木村元泰会計事務所TOP > 所長のこと > 法人契約の定期保険等の法人税基本通達の改正について
2019年6月28日、国税庁は法人税法基本通達等の一部改正について(法令解釈通達)(定期保険及び第三分野保険に係る保険料の取扱い)を公表しました。また、2019年7月8日、定期保険及び第三分野保険に係る保険料の取扱いに関するFAQが公表されました。この改正により、従来損金算入が認められたいわゆる「節税保険」は損金算入額等、経理処理が変更されています。
通達改正の内容
(1)対象となる保険商品
①契約形態:法人契約(被保険者 役員又は従業員)、個人事業主契約(被保険者 従業員)
②保険期間:3年以上
③保険種類:定期保険、第三分野保険
(2)適用時期
契約日が2019年7月8日以後の契約に係る定期保険又は第三分野保険の保険料について適用されます。
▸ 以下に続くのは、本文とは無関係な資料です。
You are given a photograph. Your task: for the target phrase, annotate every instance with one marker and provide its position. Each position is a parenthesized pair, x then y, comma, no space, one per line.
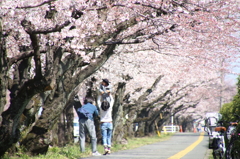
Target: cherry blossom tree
(50,47)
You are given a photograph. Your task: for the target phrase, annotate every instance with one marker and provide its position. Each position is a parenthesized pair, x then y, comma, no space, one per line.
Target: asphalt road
(180,145)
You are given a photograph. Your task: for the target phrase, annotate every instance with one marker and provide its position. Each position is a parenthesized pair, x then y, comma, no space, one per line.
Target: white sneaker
(96,153)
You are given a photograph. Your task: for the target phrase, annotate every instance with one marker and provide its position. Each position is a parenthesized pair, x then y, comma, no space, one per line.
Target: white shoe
(96,153)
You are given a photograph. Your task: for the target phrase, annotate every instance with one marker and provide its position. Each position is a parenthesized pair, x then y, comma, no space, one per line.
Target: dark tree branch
(19,57)
(57,28)
(41,4)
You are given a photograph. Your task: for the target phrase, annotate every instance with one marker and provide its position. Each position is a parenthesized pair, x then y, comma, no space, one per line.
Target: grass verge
(73,151)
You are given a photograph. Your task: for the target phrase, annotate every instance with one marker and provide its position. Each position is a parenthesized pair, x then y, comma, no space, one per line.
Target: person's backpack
(105,105)
(83,112)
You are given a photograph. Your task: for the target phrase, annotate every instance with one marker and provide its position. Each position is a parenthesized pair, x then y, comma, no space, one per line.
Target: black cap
(106,81)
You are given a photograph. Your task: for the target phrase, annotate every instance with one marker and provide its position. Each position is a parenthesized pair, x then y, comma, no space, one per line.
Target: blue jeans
(89,125)
(107,133)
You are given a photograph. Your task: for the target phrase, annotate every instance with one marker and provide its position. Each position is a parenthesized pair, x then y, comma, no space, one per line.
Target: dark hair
(88,100)
(105,105)
(106,81)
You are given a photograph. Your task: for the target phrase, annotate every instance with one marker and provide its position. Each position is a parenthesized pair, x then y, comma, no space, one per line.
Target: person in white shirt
(106,114)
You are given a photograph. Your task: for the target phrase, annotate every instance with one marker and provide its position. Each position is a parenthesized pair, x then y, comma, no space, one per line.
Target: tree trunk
(39,139)
(118,116)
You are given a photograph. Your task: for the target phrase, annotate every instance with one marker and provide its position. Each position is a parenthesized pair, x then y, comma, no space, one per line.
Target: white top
(106,116)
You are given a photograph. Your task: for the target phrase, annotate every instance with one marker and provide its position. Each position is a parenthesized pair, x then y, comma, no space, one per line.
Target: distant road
(180,145)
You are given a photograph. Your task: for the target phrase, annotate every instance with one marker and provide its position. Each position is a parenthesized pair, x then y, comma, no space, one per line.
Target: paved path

解約返戻金相当額のない短期払の定期保険又は第三分野保険の保険料については、2019年10月8日以後の契約に係るものについて、改正後の取扱いが適用されます。なお、上記のそれぞれの日前の契約に係る定期保険又は第三分野保険の保険料については改正前の取扱いが適用されます。
(3)損金計上額
①最高解約返戻率が50%以下
全額損金算入が可能
②最高解約返戻率が50%超70%以下
・保険期間開始の日から4割を経過する日まで:支払保険料の6割が損金算入、4割が資産計上
・保険期間開始の日から4割超7.5割を経過する日まで:支払保険料の全額損金算入
・保険期間開始の日から7.5割超保険期間の終了まで:支払保険料の全額損金算入、資産計上額取崩
※被保険者一人当たりの年換算保険料相当額が30万円以下の場合、全期間を通じて全額を損金算入することが可能
③最高解約返戻率が70%超85%以下
・保険期間開始の日から4割を経過する日まで:支払保険料の4割が損金算入、6割が資産計上
・保険期間開始の日から4割超7.5割を経過する日まで:支払保険料の全額損金算入
・保険期間開始の日から7.5割超保険期間の終了まで:支払保険料の全額損金算入、資産計上額取崩
④最高解約返戻率が85%超
ⅰ 保険期間開始の日から10年を経過する日まで:支払保険料に最高解約返戻率の9割を乗じた金額を資産計上、残額が損金算入
ⅱ 保険期間開始の日から10年超最高解約返戻率となる日まで(または年間の解約返戻金の増加額が年換算保険料相当額に対して70%以下になるまで):支払保険料に最高解約返戻率の7割を乗じた金額を資産計上、残額が損金算入
ⅲ ⅰ又はⅱとⅳの間の期間:支払保険料の全額損金算入
ⅳ 保険期間開始の日から7.5割超保険期間の終了まで:支払保険料の全額損金算入、資産計上額取崩
この通達改正により、解約返戻金のある保険は最高解約返戻率に応じて損金計上額が変わってきます。また保険期間の経過に応じて損金計上額が変わるため留意が必要になります。